Nous trouvons un hébergement pour 30 Réals aux "Chalés Beira Lago". Le propriétaire José et sa femme nous accueillent avec beaucoup de soins. Sa femme voyant les coups d'soleil de Lyly nous propose un de ses remèdes. Elle découpe soigneusement une feuille de plante en deux pour en extraire une sorte de gélatine qu'elle applique sur les rougeurs, cela calme instantanément les brûlures, et le lendemain, plus rien ! Malheureusement nous n'avons pas retenu le nom de cette plante qui ressemble de près à un sanseviera (plante cactus).
Porto Mendes : Le Parc de Loisirs Annita Wanderer a été inauguré le 12 octobre 1984, avec l'objectif de favoriser le tourisme dans la région. Il possède un secteur de 128.640m², lequel offre au touriste local du camping avec des tables, des churrasqueiras, des restaurants, un parc de divertissements pour enfants, des ancrages, une plage artificielle, enfin, une infrastructure complète pour le séjour à Porto Mendes. C'est le lieu qui accueille les événements de pêche de la ville. De décembre à février, la programmation est spéciale, sur le thème "Été Écologique", avec plusieurs activités de loisirs.
Le musée historique de la ville reste dans le district de Porto Mendes, dans l'Avenue Capitaine Heitor Mendes. C'est le plus important conservatoire de l'histoire de la Ville. Le musée contient des pièces de grande valeur qui étaient utilisées anciennement à Porto Mendes Gonçalves, établi par la Société Mate Laranjeira en 1915. Aujourd'hui les anciennes installations de Porto Mendes Gonçalves sont dissimulées par le Lac International d'Itaipu ; néanmoins beaucoup de machines, éléments décoratifs et ustensiles sont préservés dans le Musée de Porto Mendes.
Après s'être installés, nous allons faire un petit tour en ville, mais on dirait un couvre feu, aucune animation, personne dans les rues. Nous trouvons seulement un petit restaurant qui ne paye pas de mine et nous dînons en terrasse, et devinez ce qu'ils nous servent encore ?? ... du poisson frit bien sûr avec des frites ! lol ! De toute façon, nous n'avions pas d'autres choix car il n'existait pas de carte de menus. Pour seuls visiteurs dans ce resto, quelques phasmes au plafond, et un crapaud rigolo qui se faufilait entre les tables ! mdr !
JOUR 6 : mardi 4 avril 2006
Lever à 7 H. Le propriétaire nous invite à partager le petit déjeuner avec eux qui se résume simplement au maté traditionnel.

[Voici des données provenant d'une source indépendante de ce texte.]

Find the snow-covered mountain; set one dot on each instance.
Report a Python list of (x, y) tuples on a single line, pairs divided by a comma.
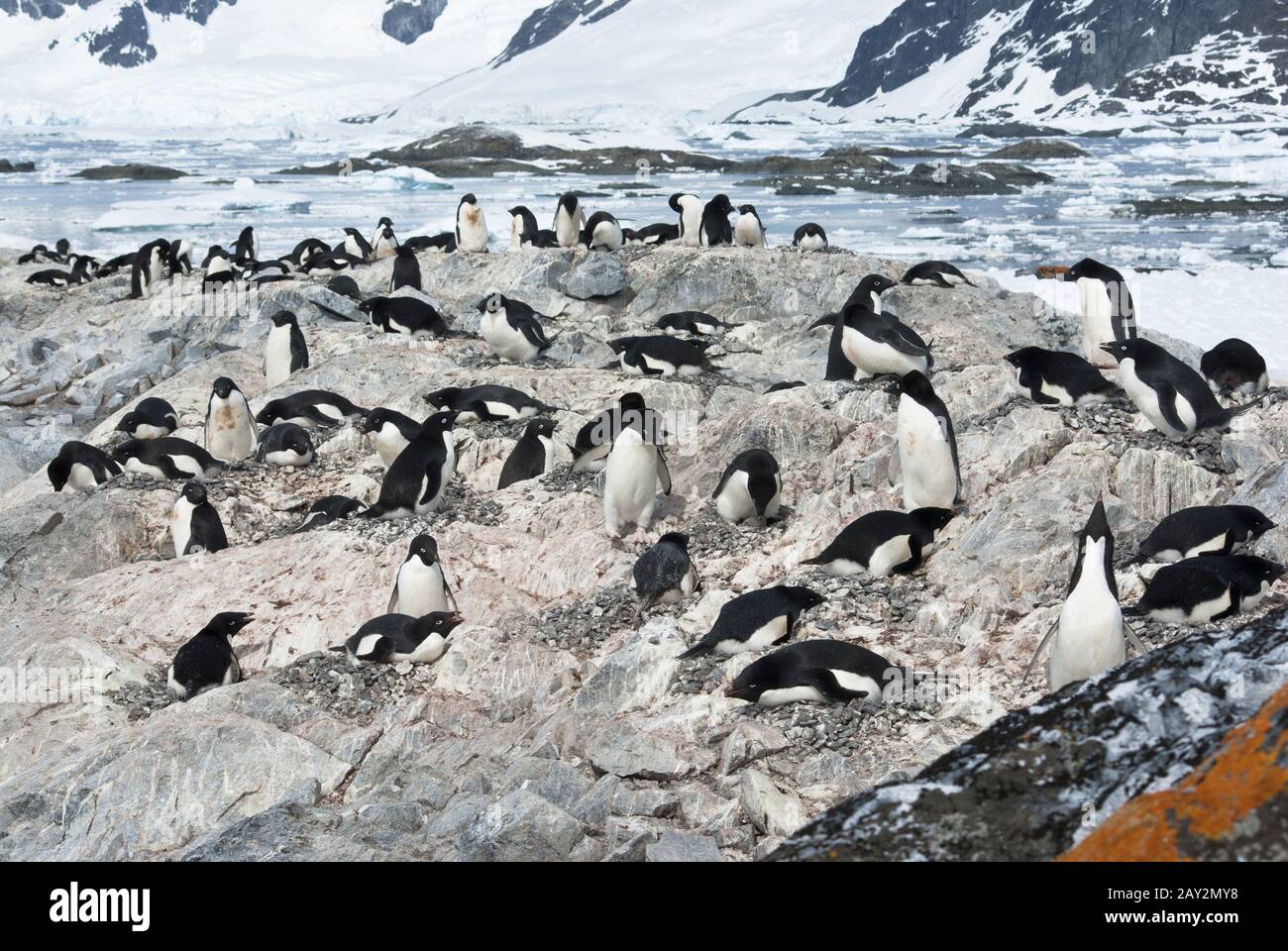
[(1044, 58), (410, 62)]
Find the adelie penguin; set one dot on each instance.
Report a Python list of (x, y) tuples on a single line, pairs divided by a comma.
[(665, 574), (1090, 633), (696, 322), (231, 435), (207, 660), (524, 231), (1054, 377), (310, 409), (406, 272), (533, 454), (485, 402), (756, 620), (397, 638), (939, 273), (80, 467), (382, 243), (1190, 593), (690, 209), (407, 316), (747, 230), (927, 448), (884, 543), (355, 247), (420, 586), (194, 523), (511, 329), (1168, 392), (816, 672), (570, 221), (149, 269), (1108, 309), (751, 487), (389, 432), (284, 354), (1203, 530), (327, 509), (634, 471), (286, 445), (415, 482), (471, 226), (167, 458), (810, 238), (601, 234), (1234, 367), (661, 356), (715, 222)]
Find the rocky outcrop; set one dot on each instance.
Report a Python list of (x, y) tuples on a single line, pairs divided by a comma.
[(561, 723)]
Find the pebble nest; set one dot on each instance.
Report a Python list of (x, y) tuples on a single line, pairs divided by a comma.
[(584, 625), (325, 680)]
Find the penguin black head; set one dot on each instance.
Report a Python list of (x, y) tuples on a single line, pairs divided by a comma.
[(425, 548), (678, 539), (540, 427), (915, 385), (1124, 350), (227, 624), (441, 622), (194, 492), (492, 303), (223, 388), (932, 518)]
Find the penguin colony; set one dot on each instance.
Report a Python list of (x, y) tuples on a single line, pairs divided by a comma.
[(1206, 575)]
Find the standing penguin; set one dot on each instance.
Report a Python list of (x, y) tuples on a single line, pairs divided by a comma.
[(81, 467), (207, 660), (231, 435), (416, 480), (471, 226), (284, 352), (810, 238), (421, 585), (1089, 634), (246, 248), (601, 234), (194, 523), (511, 329), (927, 448), (1234, 367), (533, 454), (406, 272), (665, 574), (715, 222), (1168, 392), (690, 208), (756, 620), (751, 487), (634, 468), (149, 268), (747, 230), (570, 221), (1108, 309)]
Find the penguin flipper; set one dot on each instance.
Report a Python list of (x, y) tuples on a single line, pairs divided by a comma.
[(825, 684), (1037, 654)]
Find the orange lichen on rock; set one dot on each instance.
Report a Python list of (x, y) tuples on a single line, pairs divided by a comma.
[(1232, 805)]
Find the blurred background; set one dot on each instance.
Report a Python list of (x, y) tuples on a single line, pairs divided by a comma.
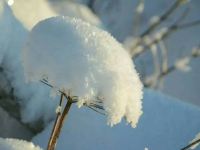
[(162, 37)]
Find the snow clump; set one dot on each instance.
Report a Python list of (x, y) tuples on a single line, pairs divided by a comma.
[(87, 61), (15, 144)]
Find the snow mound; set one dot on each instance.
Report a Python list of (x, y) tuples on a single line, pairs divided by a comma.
[(15, 144), (78, 57)]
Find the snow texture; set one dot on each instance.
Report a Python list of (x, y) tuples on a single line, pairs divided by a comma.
[(167, 124), (33, 98), (78, 57), (15, 144)]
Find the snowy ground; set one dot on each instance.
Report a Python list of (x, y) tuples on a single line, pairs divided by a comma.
[(167, 123)]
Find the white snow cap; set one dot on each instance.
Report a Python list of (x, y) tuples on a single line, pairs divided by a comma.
[(89, 62), (15, 144)]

Le maté est une boisson conviviale, qui se boit en bonne compagnie. Leur tradition est de "tornarse en ronda" : une seule calebasse circule de main en main entre toutes les personnes présentes, qui boivent à tour de rôle en utilisant la même bombilla (une paille en métal). On se contente de rajouter de l’eau chaude quand la calebasse est vide. Le propriétaire boit la première infusion qui est très âpre. Il remplit à nouveau la calebasse et la donne à une autre personne, qui boit la seconde infusion, en faisant attention à ne pas déplacer la paille, dans la calebasse, seul le propriétaire de celle-ci peut la bouger (d'avant en arrière). Le propriétaire remet de l'eau chaude et passe l'infusion à une troisième personne, et ainsi de suite... c'est le propriétaire qui décide de l'ordre dans lequel il passe le maté. Plus l'herbe infuse, moins elle est âpre.
En route pour le Mato Grosso do Sul. De longs Kms à parcourir en passant par Guaira / Mundo Novo / Eldorado / Itaquirai / Naviari / Juti / Caarapo / Dourados / Rio Brilhante / Maracaju / Bonito.
Les routes sont en assez bon état dans l'ensemble hormis quelques gros trous dans le bitume à certains endroits. Le paysage est un peu monotone, des champs à perte de vue et de nombreuses termitières. Des camps d'indiens décimés de ci de là en bord de route, où la misère paraît.
Et quand même, quelques apparitions d'émeus, de perroquets, de tortues, de grenouilles, d’oiseaux, et nous semble-t-il un puma, mais nous n'y voyons en fait que le train arrière qui disparaît dans les herbes hautes.